Madame la présidente, madame la secrétaire d’État, mes chers collègues, au terme du processus qui a vu la Haute Assemblée et l’Assemblée nationale adopter dans les mêmes termes l’essentiel du projet de loi déposé par le Gouvernement, après que les deux chambres se sont entendues en commission mixte paritaire sur l’élaboration d’un texte commun, vous ne serez pas étonnés que les sénatrices et les sénateurs du groupe CRC-SPG maintiennent leur opposition à ce texte.
Cette opposition porte tout à la fois sur la forme et sur le fond.
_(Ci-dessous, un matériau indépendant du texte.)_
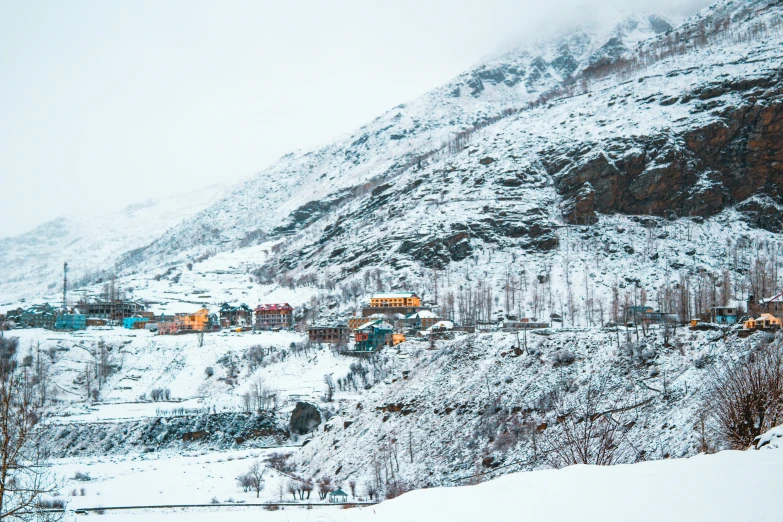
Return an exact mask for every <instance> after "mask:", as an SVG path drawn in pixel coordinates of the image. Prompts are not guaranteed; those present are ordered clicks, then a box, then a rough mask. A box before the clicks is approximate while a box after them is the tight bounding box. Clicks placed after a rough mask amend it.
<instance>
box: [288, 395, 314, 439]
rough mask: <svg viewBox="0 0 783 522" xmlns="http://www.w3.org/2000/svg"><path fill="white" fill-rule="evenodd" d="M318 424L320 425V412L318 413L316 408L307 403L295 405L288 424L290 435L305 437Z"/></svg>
mask: <svg viewBox="0 0 783 522" xmlns="http://www.w3.org/2000/svg"><path fill="white" fill-rule="evenodd" d="M319 424H321V412H320V411H318V408H316V407H315V406H313V405H312V404H310V403H308V402H297V403H296V407H294V411H292V412H291V419H290V421H289V422H288V427H289V429H290V430H291V433H295V434H297V435H307V434H308V433H311V432H312V431H314V430H315V428H317V427H318V425H319Z"/></svg>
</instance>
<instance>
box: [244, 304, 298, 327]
mask: <svg viewBox="0 0 783 522" xmlns="http://www.w3.org/2000/svg"><path fill="white" fill-rule="evenodd" d="M254 312H255V315H256V317H255V326H256V328H257V329H259V330H268V329H270V328H290V327H291V325H292V324H293V323H294V321H293V318H294V309H293V308H292V307H291V305H289V304H288V303H280V304H266V305H258V306H257V307H256V309H255V310H254Z"/></svg>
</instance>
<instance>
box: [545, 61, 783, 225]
mask: <svg viewBox="0 0 783 522" xmlns="http://www.w3.org/2000/svg"><path fill="white" fill-rule="evenodd" d="M781 79H783V78H782V77H781V75H780V74H778V75H775V76H774V77H772V78H761V79H757V80H754V81H750V80H746V81H742V82H736V83H722V84H718V85H709V86H705V87H703V88H701V89H699V90H697V91H695V92H693V93H692V95H691V96H689V97H690V98H691V99H693V100H698V101H697V102H695V103H694V104H693V105H694V107H693V109H692V111H694V110H696V111H698V110H699V109H700V108H701V107H702V105H701V104H702V103H703V102H704V101H706V100H712V101H713V102H714V103H716V104H717V105H716V106H722V105H726V107H725V108H722V109H718V110H717V111H716V113H715V116H716V117H715V118H711V119H709V120H707V121H708V123H706V124H705V125H703V126H699V127H696V128H691V129H690V130H688V131H687V132H682V133H680V134H678V133H676V132H670V133H667V134H666V135H663V134H661V135H655V136H640V137H636V138H633V139H623V140H614V141H609V142H600V143H589V144H584V143H579V149H578V150H567V151H562V150H558V151H554V150H549V151H545V152H544V153H543V155H542V159H543V163H544V165H545V166H546V168H547V171H548V172H549V174H550V175H552V177H553V179H554V181H555V187H556V189H557V191H558V192H559V193H560V194H561V196H563V200H564V204H563V216H564V218H565V219H566V220H567V221H568V222H570V223H579V224H583V223H589V222H590V220H591V219H592V218H593V217H594V213H595V212H602V213H612V212H619V213H624V214H648V215H658V216H670V215H672V214H675V215H680V216H684V215H696V216H703V217H706V216H711V215H714V214H716V213H718V212H720V211H722V210H723V209H724V208H726V207H728V206H732V205H737V209H738V210H740V211H741V212H743V213H744V215H745V216H746V219H747V220H748V221H749V222H750V223H752V224H753V225H755V226H761V227H764V228H768V229H770V230H773V229H777V230H779V228H778V227H779V219H776V213H777V212H778V207H777V205H781V204H783V88H781V83H780V80H781ZM737 94H740V95H742V100H743V103H742V104H740V105H739V106H737V107H729V106H728V103H727V102H725V101H722V100H724V98H723V97H725V96H729V95H734V96H736V95H737ZM685 100H687V97H686V98H685ZM750 198H754V199H753V200H751V201H749V200H750Z"/></svg>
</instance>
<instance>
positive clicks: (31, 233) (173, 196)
mask: <svg viewBox="0 0 783 522" xmlns="http://www.w3.org/2000/svg"><path fill="white" fill-rule="evenodd" d="M222 191H223V189H222V188H220V187H215V186H213V187H207V188H204V189H200V190H196V191H193V192H190V193H187V194H181V195H177V196H170V197H166V198H157V199H150V200H148V201H145V202H143V203H137V204H133V205H129V206H128V207H126V208H124V209H122V210H120V211H117V212H112V213H109V214H106V215H100V216H96V215H92V214H89V213H85V214H77V215H73V216H67V217H61V218H58V219H55V220H53V221H50V222H48V223H44V224H43V225H39V226H37V227H36V228H35V229H33V230H31V231H30V232H28V233H25V234H22V235H20V236H16V237H10V238H2V239H0V269H2V271H3V277H2V278H1V279H0V306H6V305H7V304H9V303H10V302H14V301H17V300H19V299H23V298H28V299H29V298H37V297H41V296H42V295H43V294H45V293H49V292H51V291H54V292H55V293H56V292H57V291H58V290H59V291H61V290H62V276H63V273H62V271H63V263H64V262H66V261H67V262H68V264H69V268H70V271H71V284H72V286H80V285H84V284H88V283H91V282H94V281H96V280H98V279H100V278H101V276H103V277H106V276H107V275H108V274H109V273H112V272H113V267H114V265H115V264H116V263H117V261H118V259H119V257H120V256H121V255H122V254H124V253H125V252H127V251H128V250H130V249H134V248H139V247H143V246H146V245H147V244H149V243H150V242H152V241H153V240H154V239H155V238H156V237H157V236H158V235H160V234H162V233H163V232H164V231H166V230H167V229H169V228H170V227H172V226H173V225H175V224H177V223H178V222H180V221H182V220H184V219H186V218H189V217H191V216H193V215H194V214H196V213H197V212H199V211H201V210H202V209H204V208H205V207H207V206H209V205H210V204H212V203H213V202H214V201H215V200H217V199H219V197H220V194H221V192H222Z"/></svg>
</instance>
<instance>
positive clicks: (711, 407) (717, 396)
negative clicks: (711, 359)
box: [708, 343, 783, 449]
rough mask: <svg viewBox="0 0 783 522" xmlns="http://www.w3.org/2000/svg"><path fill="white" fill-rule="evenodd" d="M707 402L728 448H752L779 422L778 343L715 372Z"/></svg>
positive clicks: (779, 376)
mask: <svg viewBox="0 0 783 522" xmlns="http://www.w3.org/2000/svg"><path fill="white" fill-rule="evenodd" d="M708 402H709V405H710V407H711V411H712V412H713V416H714V420H715V423H716V425H717V428H718V431H719V432H720V433H721V435H722V437H723V439H724V440H725V441H726V442H727V443H728V445H729V446H730V447H732V448H734V449H745V448H748V447H750V446H751V445H753V444H754V441H755V440H756V438H757V437H759V436H760V435H761V434H762V433H764V432H765V431H767V430H769V429H771V428H773V427H775V424H777V423H778V422H779V421H780V419H781V418H783V346H782V345H781V343H775V344H774V345H771V346H765V347H764V348H763V349H761V350H758V351H755V352H751V353H750V354H748V355H747V356H746V357H743V358H742V359H740V360H739V361H738V362H736V363H735V364H733V365H726V366H723V367H720V368H717V369H715V370H714V375H713V381H712V382H711V383H710V395H709V400H708Z"/></svg>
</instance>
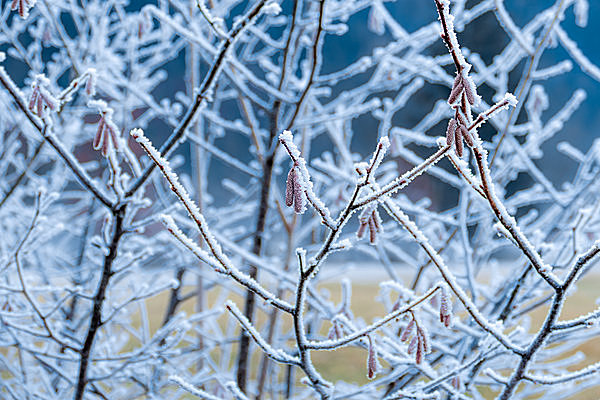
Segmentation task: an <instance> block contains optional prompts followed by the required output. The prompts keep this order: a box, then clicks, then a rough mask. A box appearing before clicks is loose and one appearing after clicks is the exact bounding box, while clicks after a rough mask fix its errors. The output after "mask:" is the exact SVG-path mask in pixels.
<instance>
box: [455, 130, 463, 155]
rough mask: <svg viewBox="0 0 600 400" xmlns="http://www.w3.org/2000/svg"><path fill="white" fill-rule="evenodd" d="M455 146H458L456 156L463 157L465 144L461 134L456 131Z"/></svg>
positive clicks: (455, 132)
mask: <svg viewBox="0 0 600 400" xmlns="http://www.w3.org/2000/svg"><path fill="white" fill-rule="evenodd" d="M454 144H455V145H456V155H457V156H459V157H462V154H463V144H462V137H461V134H460V132H459V131H458V129H457V130H455V131H454Z"/></svg>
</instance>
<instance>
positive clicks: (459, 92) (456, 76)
mask: <svg viewBox="0 0 600 400" xmlns="http://www.w3.org/2000/svg"><path fill="white" fill-rule="evenodd" d="M467 74H468V68H463V69H462V71H461V72H460V73H458V74H457V75H456V78H455V79H454V85H453V86H452V90H451V91H450V96H449V97H448V103H449V104H450V105H452V108H454V118H452V119H450V121H449V122H448V128H447V129H446V143H447V144H448V146H451V145H452V144H454V145H455V146H454V149H455V151H456V155H458V156H459V157H462V155H463V149H464V147H463V140H464V141H465V142H466V143H467V146H469V147H473V138H472V137H471V134H470V133H469V126H470V125H471V123H472V121H471V106H472V105H474V104H475V103H476V102H477V101H478V99H479V96H478V95H477V92H476V89H475V85H474V83H473V81H472V80H471V78H470V77H469V76H468V75H467Z"/></svg>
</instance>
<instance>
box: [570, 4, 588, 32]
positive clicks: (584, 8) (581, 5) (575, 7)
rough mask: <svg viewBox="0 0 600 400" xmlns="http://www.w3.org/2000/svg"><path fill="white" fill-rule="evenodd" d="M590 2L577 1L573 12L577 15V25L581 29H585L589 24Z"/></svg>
mask: <svg viewBox="0 0 600 400" xmlns="http://www.w3.org/2000/svg"><path fill="white" fill-rule="evenodd" d="M589 7H590V6H589V4H588V0H576V1H575V7H574V8H573V12H574V13H575V23H576V24H577V26H579V27H581V28H585V27H586V26H587V22H588V14H589Z"/></svg>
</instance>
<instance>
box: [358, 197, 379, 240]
mask: <svg viewBox="0 0 600 400" xmlns="http://www.w3.org/2000/svg"><path fill="white" fill-rule="evenodd" d="M358 222H359V223H360V225H359V226H358V231H356V236H357V237H358V238H359V239H360V238H362V237H363V236H364V234H365V231H366V230H367V227H368V228H369V242H371V244H374V243H375V242H376V241H377V234H378V233H379V234H380V233H382V232H383V224H382V222H381V217H380V216H379V212H378V211H377V205H373V204H371V205H369V206H367V207H365V208H364V209H363V211H362V212H361V213H360V215H359V217H358Z"/></svg>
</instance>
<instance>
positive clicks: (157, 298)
mask: <svg viewBox="0 0 600 400" xmlns="http://www.w3.org/2000/svg"><path fill="white" fill-rule="evenodd" d="M599 283H600V277H598V276H588V277H586V278H584V279H583V280H582V282H581V283H580V284H579V285H578V290H577V292H576V293H575V294H574V295H572V296H571V297H570V298H569V300H568V301H567V302H566V304H565V308H564V310H563V312H562V314H561V319H569V318H574V317H576V316H577V315H581V314H583V313H587V312H589V311H592V310H593V309H594V308H595V299H596V298H597V297H598V291H597V287H598V284H599ZM320 288H321V289H326V290H328V291H329V292H330V293H331V298H332V300H334V301H335V302H336V303H339V301H340V292H341V291H340V285H339V284H338V283H327V284H323V285H321V286H320ZM378 293H379V286H378V284H377V283H367V284H362V283H353V285H352V312H353V313H354V315H355V316H356V317H362V318H363V319H364V320H365V321H367V322H371V321H372V320H373V319H374V318H376V317H378V316H383V315H384V314H385V310H384V308H383V305H382V304H381V303H379V302H378V301H376V299H375V298H376V297H377V295H378ZM215 297H216V295H215V294H214V293H210V294H209V304H212V302H214V299H215ZM166 300H167V294H166V293H164V294H161V295H159V296H156V297H155V298H153V299H150V300H149V301H148V309H149V310H150V324H151V327H152V329H153V330H154V329H156V328H158V326H159V325H160V323H161V321H162V317H163V312H164V309H165V304H166ZM232 300H234V301H235V302H236V303H237V304H238V305H239V306H240V307H241V305H242V301H243V300H242V299H241V298H239V297H238V298H233V299H232ZM193 307H194V305H193V304H192V302H191V301H190V302H188V303H187V304H185V305H184V306H183V307H182V309H184V310H186V311H187V312H188V313H192V312H193V311H194V310H193ZM546 310H547V307H544V308H540V309H539V310H536V311H534V312H532V313H531V314H530V315H531V317H532V324H531V330H532V331H533V330H537V328H538V327H539V326H540V325H541V323H542V322H543V318H544V317H545V315H546ZM221 318H231V316H229V315H223V316H222V317H221ZM258 318H259V320H258V323H259V325H261V324H262V323H264V321H265V320H266V317H265V315H264V314H262V313H259V315H258ZM284 326H291V321H290V320H289V318H287V319H286V321H285V322H284ZM323 329H324V330H326V329H327V327H324V328H323ZM324 330H322V331H321V333H322V334H325V333H326V332H325V331H324ZM574 351H581V352H583V353H584V354H585V355H586V360H585V361H584V362H582V363H581V364H580V365H577V366H576V368H573V370H575V369H579V368H582V367H584V366H585V365H588V364H591V363H594V362H597V361H599V360H600V338H599V339H593V340H590V341H588V342H587V343H585V344H583V345H582V346H580V347H578V348H577V349H576V350H574ZM313 360H314V362H315V365H316V367H317V369H318V370H319V371H320V372H321V373H322V375H323V377H324V378H326V379H327V380H330V381H332V382H336V381H346V382H353V383H357V384H364V383H366V382H367V381H368V380H367V378H366V375H365V374H366V353H365V351H364V350H363V349H358V348H353V347H348V348H343V349H339V350H336V351H333V352H332V351H321V352H313ZM234 362H235V360H233V359H232V360H230V363H231V365H233V364H234ZM253 365H254V368H253V375H255V374H256V369H257V368H256V367H257V366H258V357H255V358H254V359H253ZM300 375H301V374H300ZM301 377H302V376H300V377H297V378H298V379H299V378H301ZM599 386H600V385H599ZM486 397H487V398H490V399H493V398H494V393H493V392H489V395H486ZM598 399H600V389H599V388H591V389H588V390H587V391H585V392H583V393H581V394H580V395H578V396H576V397H575V398H573V399H572V400H598Z"/></svg>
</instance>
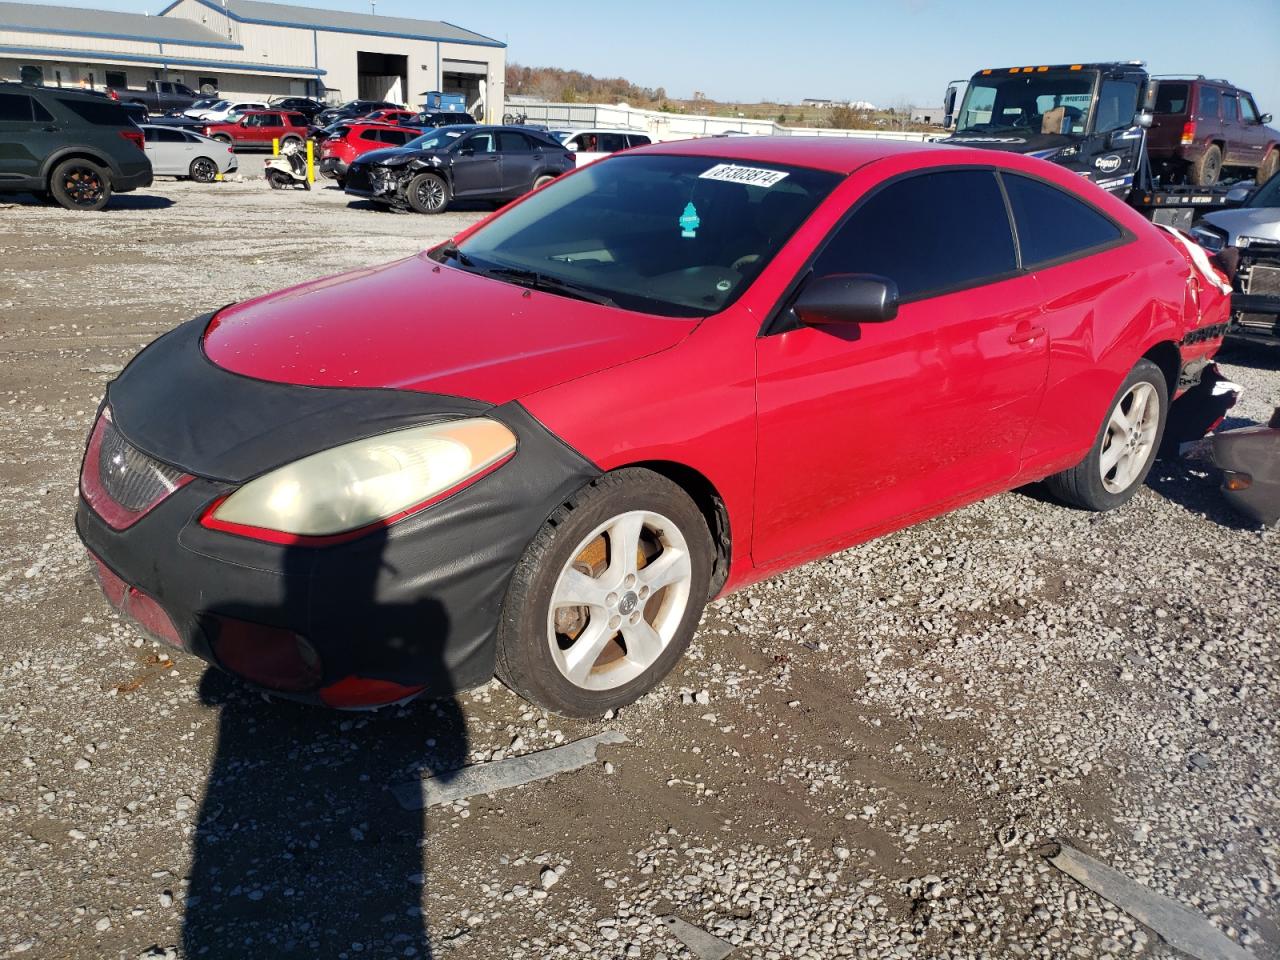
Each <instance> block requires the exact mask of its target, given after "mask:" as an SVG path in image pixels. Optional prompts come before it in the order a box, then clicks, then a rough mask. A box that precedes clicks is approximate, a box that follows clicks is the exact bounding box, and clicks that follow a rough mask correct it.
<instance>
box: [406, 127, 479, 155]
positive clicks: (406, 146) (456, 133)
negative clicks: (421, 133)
mask: <svg viewBox="0 0 1280 960" xmlns="http://www.w3.org/2000/svg"><path fill="white" fill-rule="evenodd" d="M466 133H467V131H458V129H452V128H449V127H440V128H439V129H434V131H431V132H430V133H424V134H422V136H421V137H415V138H413V140H411V141H410V142H408V143H406V145H404V146H406V147H410V148H412V150H444V148H445V147H448V146H449V143H452V142H453V141H456V140H457V138H458V137H462V136H465V134H466Z"/></svg>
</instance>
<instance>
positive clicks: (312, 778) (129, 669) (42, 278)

En effet, le Gouvernement a fait une nouvelle fois le choix de transposer dans l’urgence des éléments de plusieurs directives européennes. À cette fin, il demande aux parlementaires d’accepter de travailler sous la pression, de se dessaisir d’une partie de leurs compétences en l’autorisant à recourir aux ordonnances, en application de l’article 38 de la Constitution, au motif que ces dispositions, en tout cas beaucoup d’entre elles, n’ont pas été transposées dans les délais requis. Cela n’est pas sérieux et expose notre pays à d’importantes sanctions financières. Le Gouvernement, pour nous contraindre – ou plutôt pour contraindre sa majorité – joue d’ailleurs de cette menace, sensible dans le contexte financier tendu qui est le nôtre.
Je le dis tranquillement, mais avec fermeté : cette méthode de gouvernance, dans laquelle les parlementaires ont à pâtir du manque de sérieux des ministres compétents, doit cesser. Nous devons absolument avoir les moyens d’examiner au fond les sujets déterminants pour l’avenir de nos concitoyens. Une grande démocratie comme la nôtre ne peut fonctionner durablement ainsi. C’est à croire que les ministres prennent volontairement du retard pour éviter qu’un véritable débat ne s’instaure tant au Parlement que dans notre société dans son ensemble.
Mme Annie David. Eh oui !
M. Guy Fischer. Car nous n’oublions pas qu’il s’agit de transposer de nombreuses dispositions de la directive Services, plus connue sous le nom de « directive Bolkestein », et du « paquet télécoms » qui, chacun le sait, participe à l’accroissement de la concurrence libre et non faussée dans un secteur jadis protégé.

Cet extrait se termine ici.